I’m currently embroiled in the process of editing my novel. I think a lot of new writers, and non writers, underestimate the importance of the editing process... so when you say, “I’m editing”, they think, ‘oh, checking the spelling and punctuation...’
The largest part of this, for me, is concentrating on keeping it active and getting rid of the dreaded back story... Back story is the enemy, and I, my friends, am a rampant spoon feeder. I know, in my head, everything that’s brought them here (my characters, that is). I know the intricacies of how, when, where, what and why... but I’m impatient in the first few drafts and have a tendency to tell you exactly how it works.
Writers hear things such as, ‘show don’t tell’ and think they have it locked if they just eliminate the passive verbs... it helps, but that’s not the only factor. Telling information in an active way is no better than telling it in a non active way... It’s all passive.

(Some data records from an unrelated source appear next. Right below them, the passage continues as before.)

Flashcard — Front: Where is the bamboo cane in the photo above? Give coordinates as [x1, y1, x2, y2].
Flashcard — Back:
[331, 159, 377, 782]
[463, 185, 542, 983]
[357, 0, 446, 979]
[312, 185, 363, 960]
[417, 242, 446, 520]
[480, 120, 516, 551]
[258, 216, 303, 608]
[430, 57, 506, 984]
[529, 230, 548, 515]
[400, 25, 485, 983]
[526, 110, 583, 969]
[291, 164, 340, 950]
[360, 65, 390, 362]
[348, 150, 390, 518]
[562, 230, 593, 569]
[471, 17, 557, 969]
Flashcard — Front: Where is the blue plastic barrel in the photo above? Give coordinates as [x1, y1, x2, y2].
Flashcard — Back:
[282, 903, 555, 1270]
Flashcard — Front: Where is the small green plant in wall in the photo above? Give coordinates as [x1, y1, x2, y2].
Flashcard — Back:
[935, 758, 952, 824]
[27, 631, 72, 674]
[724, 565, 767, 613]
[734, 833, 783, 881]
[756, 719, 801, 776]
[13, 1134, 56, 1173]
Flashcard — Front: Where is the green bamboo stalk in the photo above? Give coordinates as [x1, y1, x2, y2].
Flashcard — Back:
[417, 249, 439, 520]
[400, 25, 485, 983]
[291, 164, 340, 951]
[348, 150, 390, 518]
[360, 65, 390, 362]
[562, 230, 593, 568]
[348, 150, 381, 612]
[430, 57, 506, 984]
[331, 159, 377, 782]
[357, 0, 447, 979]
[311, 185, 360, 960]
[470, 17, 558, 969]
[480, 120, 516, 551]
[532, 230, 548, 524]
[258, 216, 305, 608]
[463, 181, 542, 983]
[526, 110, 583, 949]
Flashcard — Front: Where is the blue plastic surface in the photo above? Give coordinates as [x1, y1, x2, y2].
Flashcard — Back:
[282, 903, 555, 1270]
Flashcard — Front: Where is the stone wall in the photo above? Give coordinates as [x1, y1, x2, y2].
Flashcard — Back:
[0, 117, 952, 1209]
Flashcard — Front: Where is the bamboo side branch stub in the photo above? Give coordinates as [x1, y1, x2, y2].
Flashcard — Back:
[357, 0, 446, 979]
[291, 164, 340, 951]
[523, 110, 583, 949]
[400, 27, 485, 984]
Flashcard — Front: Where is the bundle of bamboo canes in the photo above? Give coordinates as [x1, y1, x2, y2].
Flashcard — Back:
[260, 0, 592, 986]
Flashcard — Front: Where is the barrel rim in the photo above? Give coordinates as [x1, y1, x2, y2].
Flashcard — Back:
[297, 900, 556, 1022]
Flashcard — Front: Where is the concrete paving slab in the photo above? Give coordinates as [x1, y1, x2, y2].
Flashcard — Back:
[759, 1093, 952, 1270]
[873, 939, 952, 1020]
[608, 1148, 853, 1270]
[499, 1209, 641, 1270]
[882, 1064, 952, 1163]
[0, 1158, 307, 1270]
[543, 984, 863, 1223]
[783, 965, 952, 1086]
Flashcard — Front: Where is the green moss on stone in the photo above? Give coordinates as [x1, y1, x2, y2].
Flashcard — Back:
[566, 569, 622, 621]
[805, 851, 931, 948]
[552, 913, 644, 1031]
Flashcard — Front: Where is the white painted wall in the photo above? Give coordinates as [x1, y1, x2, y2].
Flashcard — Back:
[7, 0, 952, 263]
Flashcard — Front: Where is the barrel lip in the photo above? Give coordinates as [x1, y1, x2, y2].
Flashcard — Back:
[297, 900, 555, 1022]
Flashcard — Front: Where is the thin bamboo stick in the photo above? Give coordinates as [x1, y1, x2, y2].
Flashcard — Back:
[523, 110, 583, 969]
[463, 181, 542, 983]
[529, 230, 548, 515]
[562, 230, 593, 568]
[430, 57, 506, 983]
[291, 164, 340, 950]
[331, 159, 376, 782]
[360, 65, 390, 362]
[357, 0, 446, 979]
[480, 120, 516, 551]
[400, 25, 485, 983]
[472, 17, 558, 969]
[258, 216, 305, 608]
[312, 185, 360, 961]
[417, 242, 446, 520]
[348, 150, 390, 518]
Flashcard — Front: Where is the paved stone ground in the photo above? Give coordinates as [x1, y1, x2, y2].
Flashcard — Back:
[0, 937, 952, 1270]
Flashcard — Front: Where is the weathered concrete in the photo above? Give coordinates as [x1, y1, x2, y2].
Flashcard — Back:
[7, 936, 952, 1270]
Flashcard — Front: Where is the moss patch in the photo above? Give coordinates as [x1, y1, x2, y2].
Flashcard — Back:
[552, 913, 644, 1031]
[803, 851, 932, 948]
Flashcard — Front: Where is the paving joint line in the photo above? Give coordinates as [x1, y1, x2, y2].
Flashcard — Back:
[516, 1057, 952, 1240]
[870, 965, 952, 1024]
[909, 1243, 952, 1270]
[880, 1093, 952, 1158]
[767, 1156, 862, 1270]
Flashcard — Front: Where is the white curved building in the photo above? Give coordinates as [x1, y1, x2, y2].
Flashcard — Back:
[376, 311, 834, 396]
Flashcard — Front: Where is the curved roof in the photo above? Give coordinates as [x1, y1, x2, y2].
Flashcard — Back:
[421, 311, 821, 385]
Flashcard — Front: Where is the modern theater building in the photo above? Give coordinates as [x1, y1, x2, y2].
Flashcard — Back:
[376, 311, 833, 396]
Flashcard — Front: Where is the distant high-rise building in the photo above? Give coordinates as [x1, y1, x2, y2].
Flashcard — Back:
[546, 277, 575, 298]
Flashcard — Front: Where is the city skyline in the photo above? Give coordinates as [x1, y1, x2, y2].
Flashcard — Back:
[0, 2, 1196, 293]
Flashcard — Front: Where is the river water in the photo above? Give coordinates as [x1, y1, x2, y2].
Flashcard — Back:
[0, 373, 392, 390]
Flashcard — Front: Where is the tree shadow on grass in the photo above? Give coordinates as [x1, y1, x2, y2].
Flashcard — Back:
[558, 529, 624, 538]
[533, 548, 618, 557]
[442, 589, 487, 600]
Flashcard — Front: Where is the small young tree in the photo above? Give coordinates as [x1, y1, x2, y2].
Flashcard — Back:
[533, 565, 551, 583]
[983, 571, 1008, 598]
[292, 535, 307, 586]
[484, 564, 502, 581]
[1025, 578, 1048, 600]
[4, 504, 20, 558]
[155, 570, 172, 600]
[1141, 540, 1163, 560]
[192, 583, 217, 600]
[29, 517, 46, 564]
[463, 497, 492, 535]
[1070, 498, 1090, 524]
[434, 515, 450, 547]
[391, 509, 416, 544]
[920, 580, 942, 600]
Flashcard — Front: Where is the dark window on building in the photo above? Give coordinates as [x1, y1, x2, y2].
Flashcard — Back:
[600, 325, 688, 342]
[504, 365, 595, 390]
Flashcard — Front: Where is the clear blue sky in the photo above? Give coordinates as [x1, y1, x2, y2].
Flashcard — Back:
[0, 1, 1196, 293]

So, currently, I’m removing all back story which is moving the story faster, but in spots it’s also hard to do... When I’m done with this revision, I may have to go back and add some foreshadowing to beef up the descriptive passages... it’s also a balance where to drop these little nuggets of information, so that the reader maintains a good understanding of the characters’ motivation...
But here’s my philosophical thought for the day. Back story in a novel is often part of the characters’ history – it’s in their past with respect to this telling. It will also completely stop the movement of your story and take the reader out of the action... Just like your own memories and history can take you out of the motion of life today... Spoon Feeding = bad. In fiction and in life.